2.) Move like your life depends on it (Hint: It actually does!)
As I stated in my previous article, physical exercise may be one of the easiest and most effective ways to help your brain update its software. Movement is a powerful driver of your frontal lobe, considered the “CEO of the brain”, which allows us to react to our environment, process information, and make higher-level decisions.
While movement can be a big driver of executive function and focus, it can also release a plethora of endorphins and neurotransmitters that can literally change the way we feel, creating the classic “euphoria” experienced following exercise, which will inevitably bring out a different you into the boardroom.
Movement may also be effective in helping to reset your body’s internal clock via hormonal effects of the stress response with cortisol, serotonin, and melatonin, especially when paired together with the use of appropriately timed light therapy and exogenous supplementation of melatonin.
3.) Healthy Gut = Healthy Brain = Healthy Life
As Hippocrates stated thousands of years ago, “Let food be thy medicine and medicine be thy food”, which is more true today than it was back then.
The more we dig into our gut microbiome, the more we understand how important it is for proper brain function, which has completely changed the way we look at neurodegenerative diseases.
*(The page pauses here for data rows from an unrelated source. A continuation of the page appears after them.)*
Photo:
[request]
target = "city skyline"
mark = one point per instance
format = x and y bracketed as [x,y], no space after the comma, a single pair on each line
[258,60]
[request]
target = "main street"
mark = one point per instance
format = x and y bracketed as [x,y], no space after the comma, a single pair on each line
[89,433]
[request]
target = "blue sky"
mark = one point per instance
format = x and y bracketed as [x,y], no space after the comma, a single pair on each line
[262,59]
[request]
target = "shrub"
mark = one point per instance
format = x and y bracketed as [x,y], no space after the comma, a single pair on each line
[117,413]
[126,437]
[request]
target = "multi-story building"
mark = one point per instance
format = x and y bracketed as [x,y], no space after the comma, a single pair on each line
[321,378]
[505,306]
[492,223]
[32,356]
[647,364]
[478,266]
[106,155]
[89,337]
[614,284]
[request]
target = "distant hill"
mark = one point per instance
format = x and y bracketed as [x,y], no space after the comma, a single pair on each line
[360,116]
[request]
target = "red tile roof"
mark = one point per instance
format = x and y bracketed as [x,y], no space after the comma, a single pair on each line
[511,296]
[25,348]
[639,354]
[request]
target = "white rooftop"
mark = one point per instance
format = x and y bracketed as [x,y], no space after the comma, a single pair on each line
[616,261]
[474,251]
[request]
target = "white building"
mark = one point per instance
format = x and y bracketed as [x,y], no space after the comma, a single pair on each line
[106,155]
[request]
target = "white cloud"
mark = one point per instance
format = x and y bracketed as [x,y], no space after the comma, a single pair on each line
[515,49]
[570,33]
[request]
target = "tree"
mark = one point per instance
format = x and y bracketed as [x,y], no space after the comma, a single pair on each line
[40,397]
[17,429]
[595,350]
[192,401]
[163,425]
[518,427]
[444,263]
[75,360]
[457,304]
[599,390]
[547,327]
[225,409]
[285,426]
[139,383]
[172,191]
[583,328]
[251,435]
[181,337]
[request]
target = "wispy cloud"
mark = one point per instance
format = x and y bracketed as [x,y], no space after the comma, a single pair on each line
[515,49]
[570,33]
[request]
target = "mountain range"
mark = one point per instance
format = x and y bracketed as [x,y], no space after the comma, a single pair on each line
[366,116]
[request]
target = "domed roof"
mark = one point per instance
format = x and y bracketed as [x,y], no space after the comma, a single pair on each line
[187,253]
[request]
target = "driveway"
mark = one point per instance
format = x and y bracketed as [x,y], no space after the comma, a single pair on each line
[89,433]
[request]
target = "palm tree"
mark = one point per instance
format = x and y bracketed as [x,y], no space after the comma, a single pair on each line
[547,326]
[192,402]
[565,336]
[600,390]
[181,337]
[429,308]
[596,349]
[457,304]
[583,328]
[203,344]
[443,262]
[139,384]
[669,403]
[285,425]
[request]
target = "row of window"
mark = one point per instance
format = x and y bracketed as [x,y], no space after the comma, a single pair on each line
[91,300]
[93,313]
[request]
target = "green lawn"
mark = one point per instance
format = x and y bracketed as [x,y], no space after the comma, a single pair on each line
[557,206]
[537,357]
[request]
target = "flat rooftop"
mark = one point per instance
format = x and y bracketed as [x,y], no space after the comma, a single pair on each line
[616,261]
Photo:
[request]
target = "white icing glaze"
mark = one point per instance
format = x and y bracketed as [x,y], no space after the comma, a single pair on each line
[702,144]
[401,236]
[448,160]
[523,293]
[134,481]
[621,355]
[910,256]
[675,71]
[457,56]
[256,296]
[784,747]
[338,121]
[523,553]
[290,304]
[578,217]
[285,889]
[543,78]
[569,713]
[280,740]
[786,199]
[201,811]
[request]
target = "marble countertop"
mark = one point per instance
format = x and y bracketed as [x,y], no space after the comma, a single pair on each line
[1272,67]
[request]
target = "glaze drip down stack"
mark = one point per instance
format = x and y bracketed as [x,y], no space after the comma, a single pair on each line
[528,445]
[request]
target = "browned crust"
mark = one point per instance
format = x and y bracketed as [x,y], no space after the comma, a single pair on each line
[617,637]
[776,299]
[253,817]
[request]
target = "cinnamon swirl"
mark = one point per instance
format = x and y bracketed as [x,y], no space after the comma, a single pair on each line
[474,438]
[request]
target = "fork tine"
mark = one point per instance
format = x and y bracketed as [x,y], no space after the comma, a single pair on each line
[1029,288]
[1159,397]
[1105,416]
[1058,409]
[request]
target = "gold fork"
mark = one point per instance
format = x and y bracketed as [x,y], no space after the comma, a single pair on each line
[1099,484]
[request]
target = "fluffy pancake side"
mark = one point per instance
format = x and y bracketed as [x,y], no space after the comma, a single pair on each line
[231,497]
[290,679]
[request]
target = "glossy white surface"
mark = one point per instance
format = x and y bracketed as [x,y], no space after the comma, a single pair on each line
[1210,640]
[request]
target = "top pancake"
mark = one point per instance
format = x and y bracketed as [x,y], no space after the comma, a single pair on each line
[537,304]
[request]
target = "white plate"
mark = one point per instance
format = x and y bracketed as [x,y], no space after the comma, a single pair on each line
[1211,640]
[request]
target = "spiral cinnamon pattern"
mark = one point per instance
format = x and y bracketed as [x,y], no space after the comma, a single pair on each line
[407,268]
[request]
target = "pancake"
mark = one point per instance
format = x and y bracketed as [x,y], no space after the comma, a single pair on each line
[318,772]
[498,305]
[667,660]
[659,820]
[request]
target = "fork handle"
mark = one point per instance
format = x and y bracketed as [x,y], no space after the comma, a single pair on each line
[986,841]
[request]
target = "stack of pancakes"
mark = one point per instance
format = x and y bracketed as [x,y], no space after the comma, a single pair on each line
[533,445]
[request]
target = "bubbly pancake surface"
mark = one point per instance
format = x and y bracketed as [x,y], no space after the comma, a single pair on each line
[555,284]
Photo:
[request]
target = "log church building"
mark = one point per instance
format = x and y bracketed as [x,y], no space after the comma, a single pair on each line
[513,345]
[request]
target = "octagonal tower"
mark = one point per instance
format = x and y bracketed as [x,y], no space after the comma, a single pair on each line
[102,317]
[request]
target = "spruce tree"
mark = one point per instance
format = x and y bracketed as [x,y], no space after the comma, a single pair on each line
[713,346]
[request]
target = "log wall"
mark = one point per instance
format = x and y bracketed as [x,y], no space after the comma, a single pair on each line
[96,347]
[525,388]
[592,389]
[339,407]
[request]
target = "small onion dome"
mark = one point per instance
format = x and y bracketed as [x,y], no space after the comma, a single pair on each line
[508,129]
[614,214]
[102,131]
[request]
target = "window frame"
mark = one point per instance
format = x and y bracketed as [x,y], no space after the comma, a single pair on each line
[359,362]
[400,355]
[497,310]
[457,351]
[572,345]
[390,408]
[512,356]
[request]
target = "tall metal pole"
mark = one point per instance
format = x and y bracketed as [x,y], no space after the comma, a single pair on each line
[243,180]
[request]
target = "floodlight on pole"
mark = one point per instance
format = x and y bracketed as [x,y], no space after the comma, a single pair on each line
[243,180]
Recent research coming out of Cal Tech theorizes that Parkinson’s Disease actually starts in the gut and gradually travels to the brain via the vagus nerve, gradually affecting the brain and dopamine-producing neurons in the brainstem that are now classified as hallmark signs of Parkinson’s Disease.
Although this picture may seem grim, it does provide value in our understanding of the saying “we truly are what we eat”.
Since the gut affects the brain and the brain subsequently affects the gut, it is clear how our nutrition and healthy food choices can have a direct correlation with our cognitive processing and energy levels.
It is also worth noting that cutting calories (in general, but especially during travel) can also show significant improvements in our functionality, which can lead to decreased inflammation, extended lifespan, and delays in the onset of age-related diseases such as memory loss, heart disease, and the onset of diabetes.
In some situations, you may be better off skipping the big dinner and drinks the night before to improve your sleep, with shorter periods of intermittent fasting showing promising results of vastly decrease inflammation and improving your chances of recovery the following morning.
Knowing this information is one thing. Actually putting it into practice is another.
So if you truly want to maximize your opportunities while traveling, take some time to create healthy habits instead of short term travel tactics.